The legislation aimed at curbing online piracy, which appeared to be on the fast track for approval by the US Congress, is now likely to be scaled back or jettisoned completely in wake of critical comments from White House.

Known as SOPA in the House of Representatives and PIPA in the Senate, the legislation was being seen as a top priority for entertainment companies, publishers, pharmaceutical firms and many industry groups. According to these groups online piracy is costing them billions of dollars a year.

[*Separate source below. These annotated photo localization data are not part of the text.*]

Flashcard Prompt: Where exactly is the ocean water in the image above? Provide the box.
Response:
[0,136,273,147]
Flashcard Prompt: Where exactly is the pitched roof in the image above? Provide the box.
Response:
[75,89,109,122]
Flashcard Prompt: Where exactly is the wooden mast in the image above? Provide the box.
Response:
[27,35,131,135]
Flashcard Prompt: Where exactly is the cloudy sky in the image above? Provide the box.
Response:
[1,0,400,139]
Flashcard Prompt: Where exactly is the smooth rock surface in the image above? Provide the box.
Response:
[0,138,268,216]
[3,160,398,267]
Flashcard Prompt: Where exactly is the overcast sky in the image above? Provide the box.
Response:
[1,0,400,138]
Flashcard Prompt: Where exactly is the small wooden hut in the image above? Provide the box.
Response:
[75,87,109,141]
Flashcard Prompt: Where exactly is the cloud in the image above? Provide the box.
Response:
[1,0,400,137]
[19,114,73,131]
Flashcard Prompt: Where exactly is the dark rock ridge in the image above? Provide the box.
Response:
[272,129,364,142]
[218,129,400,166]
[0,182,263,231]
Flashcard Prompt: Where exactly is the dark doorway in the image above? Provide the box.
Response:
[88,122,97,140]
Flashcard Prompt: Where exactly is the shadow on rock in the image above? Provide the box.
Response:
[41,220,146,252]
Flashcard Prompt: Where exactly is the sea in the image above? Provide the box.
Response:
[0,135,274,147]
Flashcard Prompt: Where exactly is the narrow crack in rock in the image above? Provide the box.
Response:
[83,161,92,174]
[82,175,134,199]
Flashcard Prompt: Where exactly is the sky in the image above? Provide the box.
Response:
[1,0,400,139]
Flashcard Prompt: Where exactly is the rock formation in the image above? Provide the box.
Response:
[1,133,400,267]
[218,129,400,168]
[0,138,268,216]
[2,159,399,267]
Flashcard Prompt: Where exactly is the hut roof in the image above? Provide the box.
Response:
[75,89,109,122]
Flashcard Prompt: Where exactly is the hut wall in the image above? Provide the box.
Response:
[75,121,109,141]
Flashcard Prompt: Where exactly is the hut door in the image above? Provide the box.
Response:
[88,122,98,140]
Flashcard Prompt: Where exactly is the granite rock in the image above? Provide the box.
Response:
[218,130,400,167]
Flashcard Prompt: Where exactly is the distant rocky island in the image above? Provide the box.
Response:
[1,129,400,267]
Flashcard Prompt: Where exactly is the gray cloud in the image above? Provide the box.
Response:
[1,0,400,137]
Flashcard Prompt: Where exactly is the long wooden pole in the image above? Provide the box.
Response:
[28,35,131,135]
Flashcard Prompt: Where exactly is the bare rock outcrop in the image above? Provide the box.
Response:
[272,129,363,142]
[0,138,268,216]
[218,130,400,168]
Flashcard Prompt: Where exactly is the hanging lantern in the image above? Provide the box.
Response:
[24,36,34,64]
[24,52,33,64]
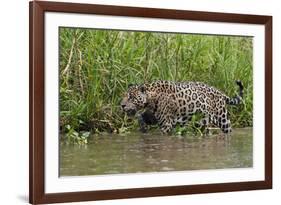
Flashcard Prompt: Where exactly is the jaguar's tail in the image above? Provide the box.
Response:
[226,80,243,105]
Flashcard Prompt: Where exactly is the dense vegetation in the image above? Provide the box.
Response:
[59,27,253,143]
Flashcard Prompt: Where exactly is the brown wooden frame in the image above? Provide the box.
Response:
[29,1,272,204]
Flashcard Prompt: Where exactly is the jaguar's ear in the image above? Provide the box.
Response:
[139,85,146,93]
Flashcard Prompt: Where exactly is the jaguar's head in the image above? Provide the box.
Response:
[120,84,148,116]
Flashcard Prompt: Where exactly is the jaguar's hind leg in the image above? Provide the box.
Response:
[220,119,232,134]
[217,108,232,134]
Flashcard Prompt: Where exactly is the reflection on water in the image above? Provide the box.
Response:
[60,128,252,176]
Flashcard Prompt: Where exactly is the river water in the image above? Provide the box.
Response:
[60,128,252,176]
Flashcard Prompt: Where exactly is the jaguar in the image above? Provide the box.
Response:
[121,80,243,134]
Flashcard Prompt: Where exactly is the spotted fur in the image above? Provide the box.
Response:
[121,80,243,134]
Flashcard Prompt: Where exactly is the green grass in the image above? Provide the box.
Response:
[59,27,253,138]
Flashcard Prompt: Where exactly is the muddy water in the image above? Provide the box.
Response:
[60,128,252,176]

If the legislation came into effect, it would shut down access to overseas websites that traffic in stolen content or counterfeit goods. Many Internet companies have been vigorously opposing the legislation. They have ramped up their lobbying efforts in recent months. According to these companies the legislation will undermine innovation and free speech rights and compromise the functioning of the Internet.


Many advocates of free Internet access have started calling for a boycott of the companies that support the legislation. Several popular websites, including community-edited encyclopaedia Wikipedia and the social media site Reddit, have vowed to black out their sites this Wednesday in protest.

The recent weeks have seen a public sentiment on the bill shifting. The shift in public sentiment is behind the implicit veto threat that has emerged from White House. Congressional staffers are now resigning themselves to writing replacement language or possibly entirely new bills.


The White House said in a blog post over the weekend that it wouldn’t support “legislation that reduces freedom of expression, increases cyber-security risk, or undermines the dynamic, innovative global Internet.”

In protest against the SOPA and PIPA Wikipedia has threatened to shut down global access to its English language website for 24 hours.